Pure Sunfarms announced today that it has signed a groundbreaking agreement with Langara College to support the Applied Science for the Canadian Cannabis Industry (ASCCI) research project, which will provide opportunities for researchers and students to study cannabis using the latest technology, facilitate innovation and address questions that are important to the industry.
The partnership allows the ASCCI research team to harness Pure Sunfarms’ research and development expertise to achieve the project goals. Over the course of the five-year research project, which integrates chemistry, biology and bioinformatics, Pure Sunfarms’ experts will work with faculty members and students at Langara on cutting-edge research that will provide new data and insights for published research and help advance Pure Sunfarms’ product development strategy, while creating valuable career-ready research opportunities for Langara students.
“Pure Sunfarms is proud to contribute to the ASCCI project with our technology, experience and innovation. With Langara College, we hope to produce research findings that will allow us to optimize the quality of our products and advance Canada’s cannabis industry,” said Mandesh Dosanjh, President and CEO of Pure Sunfarms. “At Pure Sunfarms we believe education and research not only builds further scientific understanding of the cannabis plant, but also creates important learning opportunities for future professionals in this fast-growing sector.”
“Pure Sunfarms brings a wealth of industry experience to the ASCCI research project,” said Kelly Sveinson, Director, Langara College Applied Research Centre. “Their participation and contributions to the project are an excellent example of the collaborative, applied research initiatives that we have at Langara. We look forward to working with Pure Sunfarms for the duration of the ASCCI project.”

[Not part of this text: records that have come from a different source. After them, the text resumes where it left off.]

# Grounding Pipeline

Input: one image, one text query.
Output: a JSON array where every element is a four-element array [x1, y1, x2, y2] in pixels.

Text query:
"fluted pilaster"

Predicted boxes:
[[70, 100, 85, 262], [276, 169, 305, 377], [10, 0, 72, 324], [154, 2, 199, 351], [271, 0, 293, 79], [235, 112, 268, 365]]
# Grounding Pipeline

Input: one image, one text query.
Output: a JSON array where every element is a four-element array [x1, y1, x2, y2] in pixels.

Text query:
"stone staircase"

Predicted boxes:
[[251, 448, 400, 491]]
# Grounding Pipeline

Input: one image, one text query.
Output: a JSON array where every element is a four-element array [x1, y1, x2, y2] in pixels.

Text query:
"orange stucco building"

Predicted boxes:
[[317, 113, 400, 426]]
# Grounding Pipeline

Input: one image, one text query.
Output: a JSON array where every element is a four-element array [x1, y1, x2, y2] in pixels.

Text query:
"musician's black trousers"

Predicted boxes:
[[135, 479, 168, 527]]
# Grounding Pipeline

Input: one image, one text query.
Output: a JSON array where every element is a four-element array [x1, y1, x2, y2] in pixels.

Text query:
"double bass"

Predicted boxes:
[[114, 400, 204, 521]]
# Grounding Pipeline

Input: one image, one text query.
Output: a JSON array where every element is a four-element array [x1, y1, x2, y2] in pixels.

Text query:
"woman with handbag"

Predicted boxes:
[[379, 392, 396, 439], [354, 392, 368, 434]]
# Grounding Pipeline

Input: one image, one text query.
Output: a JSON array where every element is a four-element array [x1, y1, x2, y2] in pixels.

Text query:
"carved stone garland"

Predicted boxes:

Researchers and students at Langara will benefit from close collaboration with Pure Sunfarms’ research and development team through the partnership. They will work alongside Pure Sunfarms’ scientific team at its on-site laboratory and 65,000-square-foot state-of-the-art processing centre to conduct research contributing to new scientific standards for post-harvest processing, identification of genetic drift and breeding of cultivation varietals.

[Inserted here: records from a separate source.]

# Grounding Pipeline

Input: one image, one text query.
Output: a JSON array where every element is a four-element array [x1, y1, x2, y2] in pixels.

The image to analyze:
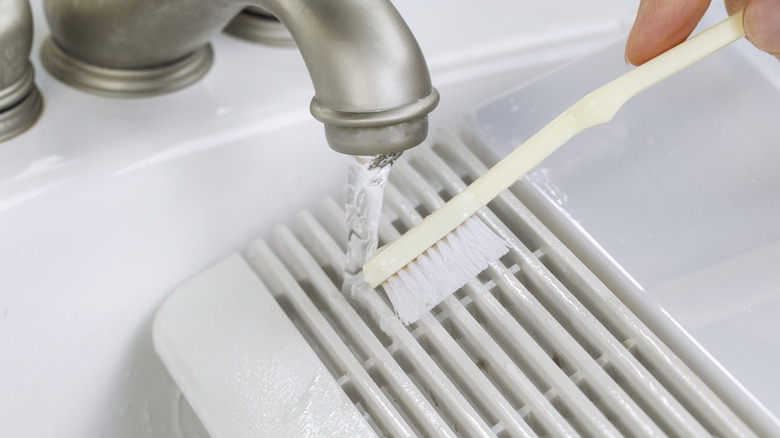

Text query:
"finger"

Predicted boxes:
[[725, 0, 747, 15], [743, 0, 780, 56], [626, 0, 710, 65]]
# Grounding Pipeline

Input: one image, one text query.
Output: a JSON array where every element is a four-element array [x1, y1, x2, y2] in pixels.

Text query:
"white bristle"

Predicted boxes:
[[382, 216, 509, 325]]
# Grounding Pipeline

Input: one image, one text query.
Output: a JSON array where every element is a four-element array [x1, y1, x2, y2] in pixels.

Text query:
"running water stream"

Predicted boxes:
[[341, 152, 401, 299]]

The ASCCI research project is funded by the Natural Sciences and Engineering Research Council (NSERC) and the Canadian Foundation for Innovation (CFI). The program received a total of $3.3 million grant from both federal institutions in July – one of the largest grants received by a post-secondary institution in British Columbia for cannabis research. The project also received $400,000 from research partners including Pure Sunfarms.
For more information about Pure Sunfarms, visit www.puresunfarms.com.
About Pure Sunfarms
Located in Delta, British Columbia, Pure Sunfarms is one of Canada’s largest, single site, licensed producers of high-quality, greenhouse-grown cannabis. With decades of growing experience and 1.1 million square feet of best-in-class greenhouse operations, the company has capacity to produce 75,000 kilograms of dried flower annually for the Canadian recreational market. Pure Sunfarms is the top-selling brand of dried flower in Canada. Pure Sunfarms is converting a second 1.1 million square foot greenhouse for cannabis production, which is expected to double annual output capacity to 150,000 kilograms. Pure Sunfarms is a wholly-owned subsidiary of Village Farms International, Inc.
About Langara College
Located in beautiful Vancouver, B.C., Canada, snəw̓eyəɬ leləm̓ Langara College provides University, Career, and Continuing Studies education to more than 23,000 students annually. With more than 1,700 courses and 130 programs, Langara’s expansive academic breadth and depth allows students of all ages, backgrounds, and life stages to choose their own educational path. Langara is also known as snəw̓eyəɬ leləm ‘house of teachings’, a name given to it by Musqueam, on whose unceded traditional territory the College is located.